Except when it doesn’t work that way. Sometimes things go wrong, and the sale isn’t made. In those cases, the outgoing and charismatic salesperson is often heard saying some variation of the following:
- We couldn’t connect.
- He was a hard nut to crack.
- The customer had unrealistic expectations.
- The customer wasn’t a buyer; he just wanted a brochure (getting a quote/getting information, etc.)
- The customer must have had nothing better to do today; he was just here to waste my time.
Excuses like this tell me that the salesperson needs a defined sales process and may analyze it to discover where things went wrong.
Sell With A Process to Fix What’s Broken
Anyone who knows me or has read any of my writings knows that I believe in a solidified sales process.
If you have a prospect in front of you, the best sales process is:
- Greeting
- Needs Discovery / Rapport Building
- Product Selection
- Demonstration
- Trade Evaluation (If appropriate)
- Price Presentation
- Negotiation
- Close The Sale
Each major step in the sales process has nuances and subsections vital to sales success, such as value building, soft closes, action closes, objection resolution, and others, which are also learned skills.
Using a sales process that you, as a salesperson, can manage helps you know what stage you’re at any time throughout the sale.
Structure Sells
The non-natural-born salesperson needs structure. He needs to understand what’s next. He needs the proverbial roadmap to get to the final destination. And this is great. The sales process gives anyone the ability to sell anything. It gives anyone the ability to understand the why and how of the selling.
Say, for example, that the salesperson can’t connect with the prospect. The beginnings of connecting are found in the greeting and rapport building. A salesperson following a process has the tools to recognize that and find sales one on one training that will help him add more quality rapport-building questions to his repetiteur and skillfully use them with a goal in mind.
If the salesperson is getting to the point where he is presenting the price but is consistently struggling with closing the sale, he needs to work with someone to find where the skill deficiency exists.

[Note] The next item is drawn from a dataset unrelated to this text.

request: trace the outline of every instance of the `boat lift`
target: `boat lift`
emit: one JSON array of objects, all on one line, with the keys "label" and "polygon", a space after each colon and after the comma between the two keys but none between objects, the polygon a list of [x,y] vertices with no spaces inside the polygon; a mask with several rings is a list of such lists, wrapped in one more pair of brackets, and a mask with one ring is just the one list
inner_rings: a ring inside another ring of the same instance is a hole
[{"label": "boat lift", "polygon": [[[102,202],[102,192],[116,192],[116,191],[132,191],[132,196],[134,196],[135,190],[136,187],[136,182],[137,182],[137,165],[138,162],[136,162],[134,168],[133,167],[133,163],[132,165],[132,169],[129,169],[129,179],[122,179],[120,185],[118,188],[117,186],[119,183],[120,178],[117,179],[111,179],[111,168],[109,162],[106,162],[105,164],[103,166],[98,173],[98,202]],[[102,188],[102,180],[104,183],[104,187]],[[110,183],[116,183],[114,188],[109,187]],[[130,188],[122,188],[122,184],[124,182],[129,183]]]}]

Who Is To Blame If You Can’t Sell?
In my experience, someone who considers himself a natural-born salesperson blames the customer if he can’t make the sale. If a salesperson who depends on a process cannot make the sale, he can examine the process, make corrections and approach the next customer with these new skills.
Next Steps
Introverts are, as stereotypes go, often hesitant to get coaching. They are learners, and in my experience try to fix the problem internally. They fear the Tony Robbins or Grant Cardone style of coaching, where they are taught that the extrovert ideal is the only way to be a salesperson.
Please don’t believe it. Find a coach who teaches a process and understands your gifts.